Excerpt from the Hussman Funds'Weekly Market Comment (4/6/09):
Last week saw a continuation of the impenetrably misguided policy response to this financial crisis, which seeks to address the downturn by encouraging more of what got us into this mess in the first place. The U.S. Treasury's toxic assets plan, for instance, looks to "leverage" public funds (with the FDIC providing the “6-to-1 leverage”) in order to defend the bondholders of mismanaged financials who took excessive leverage. At the same time, the Treasury plans to limit the “competitive bidding” to a few hand-picked “managers” who will be encouraged to overpay thanks to put options granted at public expense. This is a recipe for the insolvency of the FDIC and an attempt to bail out bank bondholders using funds that have not even been allocated by Congress. The whole plan is a bureaucratic abuse of the FDIC's balance sheet, which exists to protect ordinary depositors, not bank bondholders.
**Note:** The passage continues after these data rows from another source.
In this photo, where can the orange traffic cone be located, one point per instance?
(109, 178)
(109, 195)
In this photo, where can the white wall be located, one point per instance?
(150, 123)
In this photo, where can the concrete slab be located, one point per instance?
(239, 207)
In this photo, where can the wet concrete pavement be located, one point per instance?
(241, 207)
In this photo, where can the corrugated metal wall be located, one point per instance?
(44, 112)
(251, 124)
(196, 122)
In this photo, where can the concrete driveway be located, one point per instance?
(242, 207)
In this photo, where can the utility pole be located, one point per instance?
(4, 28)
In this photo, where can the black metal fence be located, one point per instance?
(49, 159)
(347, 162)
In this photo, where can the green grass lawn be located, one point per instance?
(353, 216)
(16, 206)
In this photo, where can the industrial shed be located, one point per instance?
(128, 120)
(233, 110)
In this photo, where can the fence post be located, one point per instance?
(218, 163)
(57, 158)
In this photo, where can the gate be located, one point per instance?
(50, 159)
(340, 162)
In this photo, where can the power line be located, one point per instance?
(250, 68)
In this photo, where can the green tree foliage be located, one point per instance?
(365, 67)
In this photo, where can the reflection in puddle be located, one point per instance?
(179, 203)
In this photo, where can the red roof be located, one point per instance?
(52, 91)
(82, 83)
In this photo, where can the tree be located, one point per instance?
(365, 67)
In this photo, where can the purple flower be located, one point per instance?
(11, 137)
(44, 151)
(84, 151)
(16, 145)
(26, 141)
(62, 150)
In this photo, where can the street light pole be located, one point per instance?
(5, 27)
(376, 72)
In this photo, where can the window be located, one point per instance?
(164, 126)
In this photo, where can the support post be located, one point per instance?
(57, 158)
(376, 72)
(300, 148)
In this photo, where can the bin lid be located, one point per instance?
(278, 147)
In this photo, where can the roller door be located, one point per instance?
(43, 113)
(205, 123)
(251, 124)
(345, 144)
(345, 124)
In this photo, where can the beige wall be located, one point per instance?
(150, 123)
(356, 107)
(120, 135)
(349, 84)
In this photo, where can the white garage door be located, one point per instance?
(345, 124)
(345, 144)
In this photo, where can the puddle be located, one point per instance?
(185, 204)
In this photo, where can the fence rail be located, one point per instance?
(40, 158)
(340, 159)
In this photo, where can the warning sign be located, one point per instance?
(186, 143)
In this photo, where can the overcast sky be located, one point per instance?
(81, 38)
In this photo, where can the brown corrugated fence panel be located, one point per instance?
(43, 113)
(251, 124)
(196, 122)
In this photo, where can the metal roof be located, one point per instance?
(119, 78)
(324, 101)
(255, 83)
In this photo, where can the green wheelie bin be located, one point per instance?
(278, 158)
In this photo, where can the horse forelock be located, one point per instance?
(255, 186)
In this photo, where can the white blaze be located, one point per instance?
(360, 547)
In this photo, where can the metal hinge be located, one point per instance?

Look. You can play hot potato with the toxic assets all day long, and only outcome will be that the public will suffer the losses that would otherwise have been properly taken by the banks' own bondholders. You can tinker with the accounting rules all you want, and it won't make the banks solvent. It may improve “reported” earnings for a spell, but as investors who care about the stream of future cash flows that will actually be delivered to us over time, it is clear that modifying the accounting rules doesn't create value. It simply increases the likelihood that financial institutions will quietly go insolvent. I recognize that the accounting changes may reduce the immediate need for regulatory action, since banks will be able to pad their Tier 1 capital with false hope. But we have done nothing to abate foreclosures, and we are just about to begin a huge reset cycle for Alt-A's and option-ARMs. As the underlying mortgages go into foreclosure, it will ultimately become impossible to argue that the toxic assets would be worth much even in an “orderly transaction.
I have no idea how long investors will remain enthusiastic about trillion dollar band-aids and eroding the integrity of our accounting rules. I do know that at the end of the day, what matters is the long-term stream of deliverable cash flows that investors can actually expect to reach their hands. It's exactly that consideration that makes it clear that we will sink deeper into this crisis until we observe debt restructuring on a large scale. If we don't restructure the debt, the debt will fail, because for many borrowers, the cash flows aren't there, and it is not possible to service the debt on existing terms.